I dati contenuti nell’ultimo rapporto Oxfam sulle diseguaglianze, An economy for the 1%, Un’economia a servizio dell’1 per cento, tracciano un quadro impietoso dello distribuzione mondiale delle risorse economiche. Un pianeta letteralmente spaccato in due, ma con una delle due parti nettamente più ampia dell’altra che è invece infinitamente più povera. Il dato più allarmante ci dice che l’1% più ricco della popolazione mondiale ha in mano un patrimonio superiore a quello del restante 99%. Una tendenza inarrestabile che, tradotto in numeri ancor più precisi, racconta di 62 famiglie di supermiliardari più ricche di 3,6 miliardi di persone. Basti pensare che, nel 2010 (appena sei anni fa, tutt’altro che un’era storica) ci volevano 388 miliardari per arrivare al patrimonio della metà più povera della Terra; dato poi sceso nel 2014 a 80.

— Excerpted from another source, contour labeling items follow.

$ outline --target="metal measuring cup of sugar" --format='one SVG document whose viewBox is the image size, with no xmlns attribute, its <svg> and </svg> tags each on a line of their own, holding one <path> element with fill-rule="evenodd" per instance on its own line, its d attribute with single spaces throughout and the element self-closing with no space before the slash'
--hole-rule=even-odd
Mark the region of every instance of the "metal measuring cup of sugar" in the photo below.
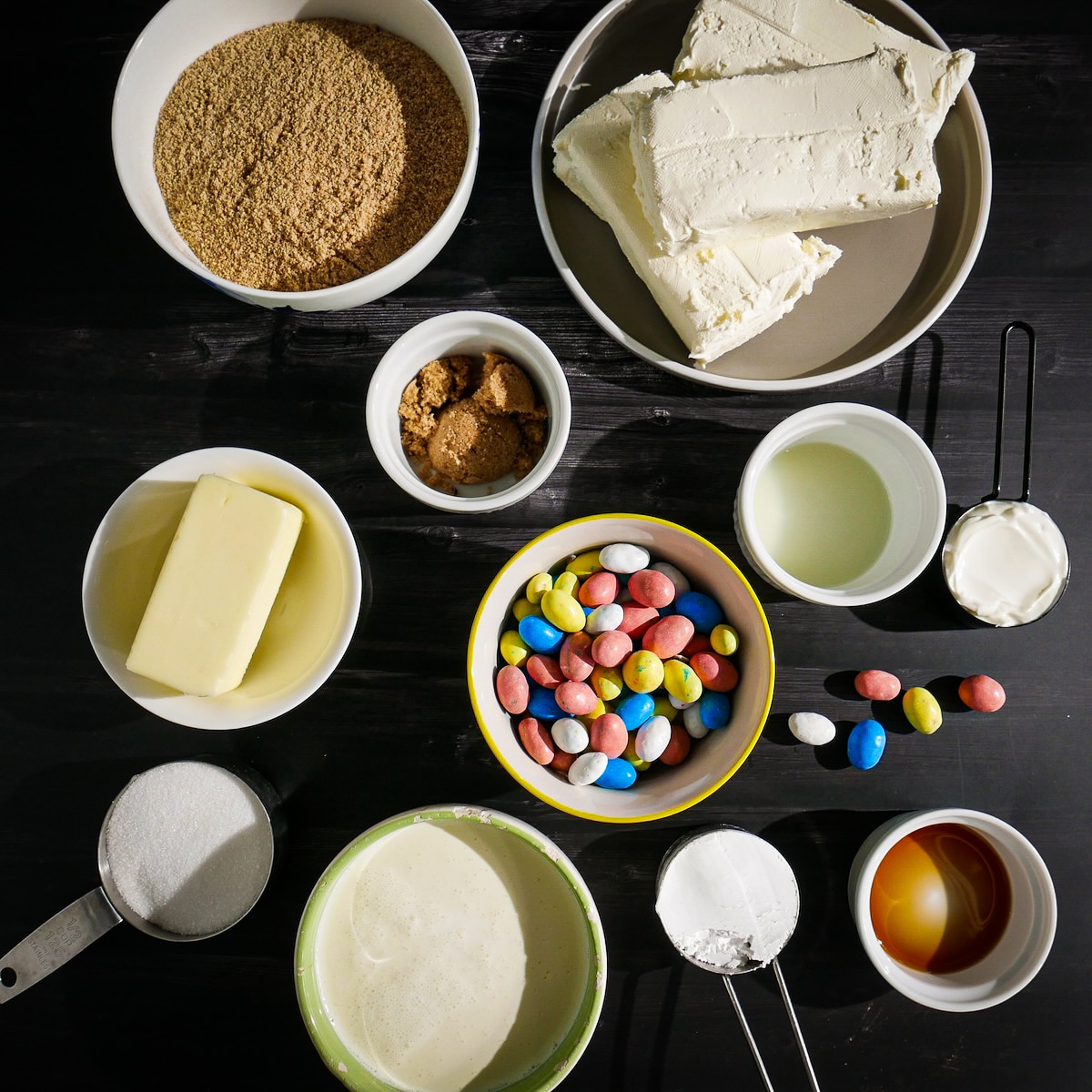
<svg viewBox="0 0 1092 1092">
<path fill-rule="evenodd" d="M 1005 393 L 1009 339 L 1028 337 L 1024 403 L 1023 491 L 1001 498 L 1005 447 Z M 997 627 L 1023 626 L 1054 609 L 1069 584 L 1069 550 L 1057 524 L 1029 501 L 1035 393 L 1035 332 L 1010 322 L 1001 332 L 997 393 L 994 489 L 952 525 L 941 550 L 945 582 L 956 602 L 972 617 Z"/>
<path fill-rule="evenodd" d="M 668 940 L 688 962 L 721 975 L 739 1026 L 767 1089 L 773 1084 L 732 976 L 773 970 L 781 999 L 812 1092 L 819 1092 L 804 1033 L 778 962 L 800 911 L 796 875 L 782 854 L 758 834 L 719 826 L 678 839 L 656 876 L 656 914 Z"/>
<path fill-rule="evenodd" d="M 189 796 L 187 788 L 191 790 Z M 143 823 L 146 828 L 143 831 L 134 830 L 133 823 L 141 826 L 142 819 L 149 818 L 149 806 L 154 808 L 157 802 L 162 803 L 163 794 L 168 792 L 175 794 L 168 805 L 175 810 L 164 811 L 161 818 L 164 827 L 178 828 L 177 838 L 188 842 L 190 858 L 182 863 L 175 859 L 166 866 L 158 862 L 163 875 L 159 890 L 151 893 L 150 912 L 150 892 L 133 886 L 134 869 L 147 864 L 149 855 L 154 857 L 157 851 L 164 857 L 174 854 L 177 858 L 178 847 L 154 829 L 154 818 Z M 195 829 L 195 821 L 206 818 L 209 809 L 215 808 L 227 809 L 221 816 L 230 826 L 225 824 L 218 832 Z M 0 956 L 0 1005 L 56 971 L 122 921 L 151 937 L 174 941 L 204 940 L 230 928 L 253 909 L 265 890 L 273 868 L 274 846 L 282 833 L 281 815 L 276 791 L 248 768 L 187 759 L 136 774 L 114 798 L 99 829 L 100 886 Z M 216 846 L 217 838 L 218 848 L 207 854 L 210 847 Z M 206 853 L 203 860 L 197 856 L 202 853 Z M 218 909 L 201 909 L 210 904 L 209 895 L 216 883 L 225 879 L 235 881 L 244 857 L 252 857 L 239 881 L 246 887 L 240 887 L 234 899 Z M 200 867 L 187 873 L 186 866 L 192 866 L 194 860 Z M 155 898 L 163 897 L 165 891 L 162 878 L 171 866 L 180 885 L 173 897 L 167 897 L 174 905 L 156 906 Z"/>
</svg>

Di più: dall’inizio del XXI secolo, alla metà più povera del pianeta è andato appena l’1% dell’aumento di ricchezza, mentre l’altra metà finiva nelle tasche dell’1% più ricco. Fenomeno, questo, lampante nei paesi più poveri, ma che si registra in verità ovunque, con il 10% più disagiato che ha visto aumentare il proprio salario di appena tre dollari all’anno negli ultimi 25 anni (emblematico il dato degli Stati Uniti dove, a fronte di un aumento medio salariale attestato al 10.9%, si è registrato un balzo degli emolumenti di un amministrazione delegato vicino al 1.000%). Dati alla mano, secondo l’Oxfam, se le diseguaglianze non fossero cresciute, in questo lasso di tempo 200 milioni di perone sarebbero uscite dalla condizione di povertà assoluta.
“Ci troviamo in un presente in cui la povertà non colpisce solo le categorie storicamente più deboli, ma anche chi lavora, come dimostrano i 4 milioni di lavoratori poveri del nostro Paese”, il commento di Giuseppe De Marzo, coordinatore nazionale della campagna Miseria ladra, promossa da Libera e Gruppo Abele proprio per elaborare strategie di contrasto alla povertà. “Ceti popolari e ceti medi – ragiona De Marzo – hanno pagato e stanno ancora pagando i costi della crisi determinata da un modello economico insostenibile sul piano sociale e ambientale, ormai a servizio di una finanza criminogena e fuori da qualsiasi controllo democratico”. In quest’ottica, secondo De Marzo, venirne fuori è particolarmente complesso, soprattutto alla luce del fatto che “la lotta alle diseguaglianze non rappresenta una priorità della politica”. Per questo, chiosa, “continuiamo a proporre misure concrete ed immediate come l'introduzione anche in Italia di un Reddito di Dignità e chiediamo alla Comunità Europea di escludere dal patto di stabilità le spese sociali, vero e proprio strumento di contrasto a diseguaglianze, mafie, corruzione e terrorismo”.